In an observational study conducted between December 2007 and May 2008, we asked 1779 randomly selected general practitioners to recruit the first five female patients who were more than 60 years of age, regardless of the reason for the consultation. Using a questionnaire, physicians collected data on demographic and clinical variables, history of osteoporosis and current anti-osteoporotic treatment. We used three assessments of height: tallest height in early adulthood recalled by the patient, estimated current height reported by the patient at the visit and current measured height. We defined loss of height as the difference between the patient’s tallest recalled height and her current measured height.

Results

A total of 8610 patients were included in the analysis; the mean age was 70.9 (standard deviation [SD] 7.2) years. The mean loss of height was 4.5 cm. The mean current reported height was 2.1 (SD 2.5) cm lower than the tallest recalled height and 2.4 (SD 2.6) cm lower than the measured current height. The best predictors of a loss of height of 3 cm or more were age (odds ratio [OR] 1.09, 95% confidence interval [CI] 1.08–1.10), previous vertebral fracture (OR 1.49, 95% CI 1.16–1.91), previous nonvertebral fracture (OR 1.26, 95% CI 1.06–1.51), thoracic kyphosis (OR 2.07, 95% CI 1.69–2.55), scoliosis (OR 1.35, 95% CI 1.12–1.63), back pain (OR 1.22, 95% CI 1.07–1.39) and osteoporosis (OR 1.39, 95% CI 1.20–1.60).

Interpretation

Our study showed that the patients’ estimated current height was not correct, with a mean difference of −2.5 cm from the current measured height. The mean height loss was 4.5 cm. Previous vertebral fracture and thoracic kyphosis were strong determinants of the height loss.Loss of height is common with advancing age.^1,2 Causes include changes in curvature of the spine, narrowing of intervertebral discs and vertebral fractures. Height loss is associated with back pain and thoracic hyperkyphosis.^3,4 Two-thirds of adults have back pain at any time.
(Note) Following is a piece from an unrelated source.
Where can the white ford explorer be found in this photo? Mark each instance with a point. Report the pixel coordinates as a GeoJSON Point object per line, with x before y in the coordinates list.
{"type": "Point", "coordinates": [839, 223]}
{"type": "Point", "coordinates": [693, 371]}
Controversies exist about the need for radiographs of the spine: Does the benefit of detecting treatable disorders of the spine such as vertebral fracture outweigh the harm of unnecessary radiographs? Loss of height is usually recorded as one of the clinical signs to help identify postmenopausal women with vertebral fractures.⁵ The use of this parameter to decide whether radiography is needed depends on the threshold for height loss associated with a strong risk of vertebral fracture. The thresholds useful in clinical practice to detect prevalent vertebral fracture range from 3 cm to 6 cm,^6–9 with the risk of prevalent fracture increasing with the magnitude of the height loss. Thus, the accuracy of the information on height is relevant for clinical practice.We conducted this study to compare reported and measured loss of height in a large population of women more than 60 years old in a primary care setting and to analyze the determinants of this height loss.